Nation World News , Earth It has experienced five mass extinction events, and one of them, the Permian extinction, is considered the largest. This great extinction event marked the line between the Permian period and the Triassic period.
Scientists believe they may have found the cause of the Permian extinction, namely global warming caused by volcanic eruptions between 256 and 252 million years ago on what is now the east coast of Australia.
Although scientists are aware that extinction events are caused by planetary warming, they are not sure what caused them.
The prevailing theory is a volcanic eruption in what is now Siberia, but there is evidence that by the time Siberia’s volcanoes began spewing magma over two million years, the Earth had warmed by 6 – 8C.
Evidence of a supervolcano has been found in the New England region of New South Wales, Australia, as has been found in the United States (US) and at Yellowstone Park in Taupo, New Zealand.
The volcano erupted, filling 150,000 km3 of volcanic material into the atmosphere with greenhouse gases and covering the entire east coast of Australia in thick ash in places.
As an example, the eruption of Mount Vesuvius in AD 79 which destroyed the Roman city of Pompeii and deposited in ash, released only 3–4 km of volcanic material.
While the eruption of Mt. Helens 1980 killed 57 people and was the deadliest eruption in United States history, releasing only 1 km3 of volcanic material.
As Sputnik reports, scientists who published their findings in the journal Nature believe that Siberian volcanism is exacerbating the devastation that volcanism has triggered in Australia.
It should be noted, Earth was a very different place at this time. Almost every landmass was connected, including what is now Australia and Siberia, on the supercontinent known as Pangea.

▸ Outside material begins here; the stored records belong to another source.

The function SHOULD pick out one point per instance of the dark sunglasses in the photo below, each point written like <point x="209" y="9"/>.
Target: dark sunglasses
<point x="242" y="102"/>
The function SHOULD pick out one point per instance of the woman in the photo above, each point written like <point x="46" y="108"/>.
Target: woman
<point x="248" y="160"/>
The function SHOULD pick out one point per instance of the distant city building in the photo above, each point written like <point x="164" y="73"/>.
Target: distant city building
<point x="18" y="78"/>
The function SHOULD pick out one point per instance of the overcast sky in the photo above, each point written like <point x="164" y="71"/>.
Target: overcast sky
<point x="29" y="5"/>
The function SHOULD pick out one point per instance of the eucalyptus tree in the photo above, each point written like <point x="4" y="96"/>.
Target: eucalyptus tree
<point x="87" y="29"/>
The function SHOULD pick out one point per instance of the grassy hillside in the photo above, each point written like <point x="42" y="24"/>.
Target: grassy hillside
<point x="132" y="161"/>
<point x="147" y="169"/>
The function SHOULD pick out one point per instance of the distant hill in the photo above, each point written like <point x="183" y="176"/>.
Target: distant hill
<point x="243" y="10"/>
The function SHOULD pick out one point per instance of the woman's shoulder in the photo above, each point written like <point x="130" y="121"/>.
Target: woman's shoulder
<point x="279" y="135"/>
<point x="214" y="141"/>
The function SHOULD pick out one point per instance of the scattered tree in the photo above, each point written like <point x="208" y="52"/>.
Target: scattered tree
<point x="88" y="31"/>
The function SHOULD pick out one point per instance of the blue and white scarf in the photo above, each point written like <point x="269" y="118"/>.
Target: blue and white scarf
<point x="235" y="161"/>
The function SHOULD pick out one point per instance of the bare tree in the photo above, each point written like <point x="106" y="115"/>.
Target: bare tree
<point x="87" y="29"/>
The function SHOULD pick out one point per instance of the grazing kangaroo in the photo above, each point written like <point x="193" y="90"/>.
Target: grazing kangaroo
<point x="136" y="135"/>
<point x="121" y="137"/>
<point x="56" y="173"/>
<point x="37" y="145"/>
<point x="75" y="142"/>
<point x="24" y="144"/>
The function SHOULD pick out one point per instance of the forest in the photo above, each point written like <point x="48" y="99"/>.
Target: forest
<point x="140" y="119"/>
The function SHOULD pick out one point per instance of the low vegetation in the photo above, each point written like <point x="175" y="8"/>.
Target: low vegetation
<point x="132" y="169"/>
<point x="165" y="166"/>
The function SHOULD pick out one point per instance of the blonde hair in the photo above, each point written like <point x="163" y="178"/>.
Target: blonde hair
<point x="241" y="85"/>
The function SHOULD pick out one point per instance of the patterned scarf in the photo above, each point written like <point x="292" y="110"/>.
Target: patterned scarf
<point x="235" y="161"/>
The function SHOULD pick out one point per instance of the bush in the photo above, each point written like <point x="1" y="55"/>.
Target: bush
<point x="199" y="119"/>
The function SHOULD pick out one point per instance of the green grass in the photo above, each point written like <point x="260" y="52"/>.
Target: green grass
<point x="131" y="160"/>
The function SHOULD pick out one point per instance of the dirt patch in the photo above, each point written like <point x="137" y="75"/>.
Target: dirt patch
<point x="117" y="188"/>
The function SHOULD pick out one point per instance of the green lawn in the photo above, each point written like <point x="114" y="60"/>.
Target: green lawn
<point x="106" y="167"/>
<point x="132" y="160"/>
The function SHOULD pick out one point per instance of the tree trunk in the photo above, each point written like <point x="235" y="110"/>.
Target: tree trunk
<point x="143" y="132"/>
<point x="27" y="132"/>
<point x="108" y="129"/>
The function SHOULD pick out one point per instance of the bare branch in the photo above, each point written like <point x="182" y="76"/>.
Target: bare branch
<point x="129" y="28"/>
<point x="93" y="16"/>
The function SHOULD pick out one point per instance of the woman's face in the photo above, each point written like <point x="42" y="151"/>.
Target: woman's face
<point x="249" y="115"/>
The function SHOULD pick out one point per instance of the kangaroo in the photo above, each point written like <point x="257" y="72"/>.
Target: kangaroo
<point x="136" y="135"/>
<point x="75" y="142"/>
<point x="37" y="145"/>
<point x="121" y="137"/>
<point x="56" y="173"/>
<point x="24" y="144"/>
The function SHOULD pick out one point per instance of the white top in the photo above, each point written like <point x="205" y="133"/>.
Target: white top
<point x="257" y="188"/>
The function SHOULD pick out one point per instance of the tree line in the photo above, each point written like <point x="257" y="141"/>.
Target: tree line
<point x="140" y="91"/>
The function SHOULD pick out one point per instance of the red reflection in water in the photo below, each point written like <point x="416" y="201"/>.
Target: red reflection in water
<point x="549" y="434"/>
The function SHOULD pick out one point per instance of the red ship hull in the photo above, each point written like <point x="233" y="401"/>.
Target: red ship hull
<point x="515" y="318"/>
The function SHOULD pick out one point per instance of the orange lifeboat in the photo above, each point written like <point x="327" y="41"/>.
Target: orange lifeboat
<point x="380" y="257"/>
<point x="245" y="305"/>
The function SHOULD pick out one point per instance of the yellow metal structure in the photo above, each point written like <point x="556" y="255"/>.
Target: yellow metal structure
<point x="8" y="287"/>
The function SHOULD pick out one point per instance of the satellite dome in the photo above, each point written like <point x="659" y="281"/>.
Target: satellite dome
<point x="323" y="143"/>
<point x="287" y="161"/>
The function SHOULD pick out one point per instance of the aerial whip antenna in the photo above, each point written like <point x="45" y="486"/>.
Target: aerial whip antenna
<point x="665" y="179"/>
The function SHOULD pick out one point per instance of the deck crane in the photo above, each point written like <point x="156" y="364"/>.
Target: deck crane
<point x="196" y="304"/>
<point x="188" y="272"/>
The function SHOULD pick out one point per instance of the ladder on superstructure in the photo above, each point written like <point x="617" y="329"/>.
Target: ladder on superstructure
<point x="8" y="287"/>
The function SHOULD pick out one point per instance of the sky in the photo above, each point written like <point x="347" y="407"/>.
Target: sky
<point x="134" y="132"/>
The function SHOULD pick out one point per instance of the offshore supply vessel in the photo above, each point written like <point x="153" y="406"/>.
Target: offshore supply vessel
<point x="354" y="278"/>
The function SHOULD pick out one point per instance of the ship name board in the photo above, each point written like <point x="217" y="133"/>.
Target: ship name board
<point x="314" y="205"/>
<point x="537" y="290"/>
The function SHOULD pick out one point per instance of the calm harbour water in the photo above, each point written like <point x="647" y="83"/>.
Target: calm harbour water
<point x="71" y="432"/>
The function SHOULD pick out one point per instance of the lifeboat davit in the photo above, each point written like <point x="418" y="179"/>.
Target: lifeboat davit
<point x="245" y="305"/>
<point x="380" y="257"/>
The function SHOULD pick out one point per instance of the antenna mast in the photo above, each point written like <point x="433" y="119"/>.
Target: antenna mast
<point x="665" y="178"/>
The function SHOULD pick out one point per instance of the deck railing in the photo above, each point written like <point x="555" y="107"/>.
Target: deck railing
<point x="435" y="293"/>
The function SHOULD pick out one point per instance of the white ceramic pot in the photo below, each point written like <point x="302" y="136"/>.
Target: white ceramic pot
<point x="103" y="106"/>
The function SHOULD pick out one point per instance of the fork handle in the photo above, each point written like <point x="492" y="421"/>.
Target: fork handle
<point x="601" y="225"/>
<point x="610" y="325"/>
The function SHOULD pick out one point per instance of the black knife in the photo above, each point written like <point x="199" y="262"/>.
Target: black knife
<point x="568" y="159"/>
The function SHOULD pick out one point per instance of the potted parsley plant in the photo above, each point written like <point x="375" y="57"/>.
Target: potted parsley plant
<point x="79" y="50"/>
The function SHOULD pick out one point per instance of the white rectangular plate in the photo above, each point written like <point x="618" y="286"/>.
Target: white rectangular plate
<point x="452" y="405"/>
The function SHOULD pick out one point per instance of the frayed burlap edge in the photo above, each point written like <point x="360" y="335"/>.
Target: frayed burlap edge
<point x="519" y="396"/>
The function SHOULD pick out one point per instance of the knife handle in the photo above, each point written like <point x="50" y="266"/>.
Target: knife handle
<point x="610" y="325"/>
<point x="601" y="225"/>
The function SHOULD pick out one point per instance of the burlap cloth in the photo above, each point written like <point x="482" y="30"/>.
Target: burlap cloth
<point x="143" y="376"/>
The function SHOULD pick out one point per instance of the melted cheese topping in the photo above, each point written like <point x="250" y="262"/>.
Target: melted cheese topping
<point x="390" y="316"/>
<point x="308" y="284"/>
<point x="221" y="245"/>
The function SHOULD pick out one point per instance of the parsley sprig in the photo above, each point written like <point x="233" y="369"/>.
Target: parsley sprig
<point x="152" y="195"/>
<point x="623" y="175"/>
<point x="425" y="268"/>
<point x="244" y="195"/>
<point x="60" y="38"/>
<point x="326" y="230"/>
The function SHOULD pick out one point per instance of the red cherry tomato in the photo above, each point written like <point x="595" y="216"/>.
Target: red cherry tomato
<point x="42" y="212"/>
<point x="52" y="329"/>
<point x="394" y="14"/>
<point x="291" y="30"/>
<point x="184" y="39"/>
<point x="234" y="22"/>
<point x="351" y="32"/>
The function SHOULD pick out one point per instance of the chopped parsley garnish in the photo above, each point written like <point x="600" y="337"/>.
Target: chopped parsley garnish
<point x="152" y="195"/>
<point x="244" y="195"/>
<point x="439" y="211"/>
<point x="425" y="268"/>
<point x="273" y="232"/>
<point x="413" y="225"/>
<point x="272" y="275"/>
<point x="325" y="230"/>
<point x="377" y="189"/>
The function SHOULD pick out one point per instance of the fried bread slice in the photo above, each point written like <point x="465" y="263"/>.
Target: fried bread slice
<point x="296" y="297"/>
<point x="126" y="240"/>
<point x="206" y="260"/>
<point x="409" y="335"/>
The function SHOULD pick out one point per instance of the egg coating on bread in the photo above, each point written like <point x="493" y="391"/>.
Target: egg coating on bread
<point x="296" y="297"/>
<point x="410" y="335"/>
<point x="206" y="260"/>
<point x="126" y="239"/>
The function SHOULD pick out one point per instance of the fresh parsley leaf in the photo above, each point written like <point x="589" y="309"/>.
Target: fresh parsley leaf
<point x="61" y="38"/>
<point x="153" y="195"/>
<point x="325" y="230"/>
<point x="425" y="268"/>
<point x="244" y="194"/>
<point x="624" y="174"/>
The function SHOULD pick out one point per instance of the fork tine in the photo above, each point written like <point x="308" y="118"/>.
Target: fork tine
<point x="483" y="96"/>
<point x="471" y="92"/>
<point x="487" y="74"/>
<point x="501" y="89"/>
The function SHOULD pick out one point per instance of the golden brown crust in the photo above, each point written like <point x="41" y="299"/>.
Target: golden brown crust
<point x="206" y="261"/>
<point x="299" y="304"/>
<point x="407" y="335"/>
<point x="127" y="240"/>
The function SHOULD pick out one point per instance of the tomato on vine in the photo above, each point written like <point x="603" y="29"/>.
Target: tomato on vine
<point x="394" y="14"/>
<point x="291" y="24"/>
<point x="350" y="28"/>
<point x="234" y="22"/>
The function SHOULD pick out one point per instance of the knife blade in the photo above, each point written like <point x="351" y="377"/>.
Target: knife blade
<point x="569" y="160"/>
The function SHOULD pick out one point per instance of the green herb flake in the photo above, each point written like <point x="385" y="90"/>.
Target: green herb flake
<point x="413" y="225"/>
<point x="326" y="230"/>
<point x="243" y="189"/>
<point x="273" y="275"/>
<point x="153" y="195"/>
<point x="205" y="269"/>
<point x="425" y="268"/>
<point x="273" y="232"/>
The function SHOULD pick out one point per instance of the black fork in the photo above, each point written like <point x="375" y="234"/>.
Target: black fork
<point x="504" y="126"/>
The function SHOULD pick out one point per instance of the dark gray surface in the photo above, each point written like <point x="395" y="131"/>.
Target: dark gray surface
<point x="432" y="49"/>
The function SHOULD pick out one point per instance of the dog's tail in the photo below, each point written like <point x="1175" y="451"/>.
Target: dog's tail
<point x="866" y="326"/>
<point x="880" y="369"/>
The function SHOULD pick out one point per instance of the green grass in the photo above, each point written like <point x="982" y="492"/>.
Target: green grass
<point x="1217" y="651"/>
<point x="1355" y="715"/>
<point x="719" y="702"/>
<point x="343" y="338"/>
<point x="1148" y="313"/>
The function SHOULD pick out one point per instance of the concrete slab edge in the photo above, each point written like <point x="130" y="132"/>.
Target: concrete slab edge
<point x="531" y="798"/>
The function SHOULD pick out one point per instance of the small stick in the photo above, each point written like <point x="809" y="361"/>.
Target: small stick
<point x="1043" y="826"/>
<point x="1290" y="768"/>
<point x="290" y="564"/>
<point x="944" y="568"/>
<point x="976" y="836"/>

While the extinction event that killed off the dinosaurs at the end of the Jurassic period 65 million years ago is the most famous, the Permian Extinction, completely and nearly ended life on the planet.
After the volcanic events of Australia and Siberia, the Earth’s temperature continued to rise, up to 10C on land and up to 8C at sea level. It causes the death of almost all trees on Earth and kills 95% of marine life and 70% of land species.
The only non-microbiological kingdoms that have managed to survive are fungi, which thrive from the dead organic matter left behind by large numbers of dead plants and animals.
Some scientists believe we are now living through a sixth mass extinction event, called the Holocene Extinction. It originated 10,000 years ago, but it is believed that human activity accelerated it through pollution and habitat destruction.